23rd April: General Director of Krasnodon Coal issues statement claiming that only a small minority of miners back the strike, and are doing so only “under the influence of provocative appeals” by supporters of federalisation and a local referendum.

This small minority was supposedly preventing the rest of the workforce from working as normal: “Do not believe claims that 80% of the workforce are on strike. More than 97% want to work, but cannot get to work because of the road-blocks on the access roads.”

According to the company statement, the miners are raising political demands as well as economic ones: They want the company to provide coaches to take them to the offices of the Ukrainian Security Services in Lugansk, occupied by separatists.

23rd April: According to an article on the Ukrainian business website “Hubs”, every day’s lost production at the mines costs the parent company of Krasnodon Coal over $1.2 millions.

Article quotes Yury Tasherev, representative of the Krasnodon Coal trade union, denying that any political demands have been raised:

“There were no political issues. Why head for Lugansk? If anyone wants to go there – please, they can do it in their own time. The miners are demanding a doubling of their pay, to about 15,000 hrivniya.”

“And they want scrapping of the HayGroup method of calculating pay (in which the level of pay is dependent on the performance of a co-worker).”

According to Tasherev, the mines are at a standstill, with only maintenance work, but no production, underway in the pits.

Article also quotes an economic analyst from Eavex Capital: “(If salaries were increased by 50%), the cost would not be a small amount but would be tolerable. What is important is that if there is such a pay rise, then this could lead to strikes in other subsidiaries of the parent company.”

24th April: Talks are underway between Krasnodon Coal management and an “initiative group” set up by the striking miners themselves. Trade union officials and officials from the local council are also involved in the talks.

Transport to the pits is still blocked (although it is unclear whether this is caused by road-blocks manned by separatists, or by striking miners).

Those involved in the talks agree that anyone approaching the company’s offices should be checked to make sure that: they are a Krasnodon Coal employee; they are sober; they are not a provocateur.

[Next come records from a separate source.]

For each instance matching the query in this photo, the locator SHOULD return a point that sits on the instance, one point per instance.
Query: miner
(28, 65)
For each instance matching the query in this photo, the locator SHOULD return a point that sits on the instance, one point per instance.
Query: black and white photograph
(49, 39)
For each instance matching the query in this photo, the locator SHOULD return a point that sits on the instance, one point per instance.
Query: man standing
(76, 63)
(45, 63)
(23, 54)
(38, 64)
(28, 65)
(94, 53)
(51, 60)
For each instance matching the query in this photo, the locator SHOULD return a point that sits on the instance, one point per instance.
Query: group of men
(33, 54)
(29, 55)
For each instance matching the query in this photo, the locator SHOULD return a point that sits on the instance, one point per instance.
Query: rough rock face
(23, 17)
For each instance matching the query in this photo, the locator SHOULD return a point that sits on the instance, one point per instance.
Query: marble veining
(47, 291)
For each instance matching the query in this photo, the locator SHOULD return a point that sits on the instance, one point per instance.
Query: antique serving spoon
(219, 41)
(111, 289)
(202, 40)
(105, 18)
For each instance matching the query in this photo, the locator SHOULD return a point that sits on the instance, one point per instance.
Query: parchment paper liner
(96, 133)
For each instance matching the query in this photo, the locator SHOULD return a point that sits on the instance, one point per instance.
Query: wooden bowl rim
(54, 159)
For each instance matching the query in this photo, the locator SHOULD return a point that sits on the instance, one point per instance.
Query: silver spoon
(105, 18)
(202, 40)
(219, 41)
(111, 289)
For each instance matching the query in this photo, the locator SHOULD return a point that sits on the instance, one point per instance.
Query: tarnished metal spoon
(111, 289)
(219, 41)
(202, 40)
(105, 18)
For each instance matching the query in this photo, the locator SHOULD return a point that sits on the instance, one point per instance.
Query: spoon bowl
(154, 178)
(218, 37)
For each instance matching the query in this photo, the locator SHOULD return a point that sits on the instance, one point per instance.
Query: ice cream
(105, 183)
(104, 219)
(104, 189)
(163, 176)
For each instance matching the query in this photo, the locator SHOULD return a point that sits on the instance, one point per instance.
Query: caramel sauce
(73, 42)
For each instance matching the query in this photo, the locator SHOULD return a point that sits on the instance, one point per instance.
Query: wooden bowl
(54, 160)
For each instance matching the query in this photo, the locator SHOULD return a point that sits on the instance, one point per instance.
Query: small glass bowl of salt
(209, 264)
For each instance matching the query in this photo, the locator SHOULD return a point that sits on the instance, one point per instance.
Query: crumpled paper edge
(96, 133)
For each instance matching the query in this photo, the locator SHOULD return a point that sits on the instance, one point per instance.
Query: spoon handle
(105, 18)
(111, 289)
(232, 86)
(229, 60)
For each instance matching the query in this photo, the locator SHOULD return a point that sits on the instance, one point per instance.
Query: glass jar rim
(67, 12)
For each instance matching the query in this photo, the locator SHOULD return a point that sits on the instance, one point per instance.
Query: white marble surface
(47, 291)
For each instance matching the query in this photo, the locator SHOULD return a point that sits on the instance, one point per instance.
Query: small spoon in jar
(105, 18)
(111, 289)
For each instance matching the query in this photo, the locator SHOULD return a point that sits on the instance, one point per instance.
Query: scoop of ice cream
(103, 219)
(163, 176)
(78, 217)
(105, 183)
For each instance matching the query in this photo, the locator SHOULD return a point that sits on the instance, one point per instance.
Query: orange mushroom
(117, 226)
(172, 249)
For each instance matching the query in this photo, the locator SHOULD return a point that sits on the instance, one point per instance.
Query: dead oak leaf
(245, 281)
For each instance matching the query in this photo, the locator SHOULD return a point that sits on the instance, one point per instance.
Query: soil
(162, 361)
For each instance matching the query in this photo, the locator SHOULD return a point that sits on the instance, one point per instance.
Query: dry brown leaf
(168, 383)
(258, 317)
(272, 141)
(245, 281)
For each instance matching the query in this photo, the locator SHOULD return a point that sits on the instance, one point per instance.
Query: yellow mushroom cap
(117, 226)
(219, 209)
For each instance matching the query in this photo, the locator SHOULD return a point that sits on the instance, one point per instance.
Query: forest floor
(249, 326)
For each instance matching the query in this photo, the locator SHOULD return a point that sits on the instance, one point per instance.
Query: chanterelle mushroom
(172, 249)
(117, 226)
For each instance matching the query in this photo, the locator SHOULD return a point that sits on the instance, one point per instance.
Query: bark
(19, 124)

24th April: Unlike all other reports about the strike, a report by the Russian news channel RT claims: “Miners are also refusing to pay a 10% tax on their salaries, imposed by the post-coup authorities to restore the Maidan Square in Kiev.”

The same article ‘quoted’ a Krasnodon Coal miner as saying: “We are also against Kiev’s junta. We do not recognise their authority. It is not legitimate. We stand for the memory of our ancestors fighting alongside Russians. We are all Slavs. We are one nation. We do not have heroes such as Bandera and Shukhevych.”

25th April: According to a statement issued by the company, production has resumed in all pits bar one but talks are still underway. A “mutual understanding” has been reached on 15 of the 16 issues raised by the miners, but there is no agreement on the demand for a pay rise.

On the square in front of the company offices miners are collecting signatures for a petition calling for a return to the old version of the collective agreement in operation in Krasnodon Coal from 1998 onwards, but gradually whittled away by management over time.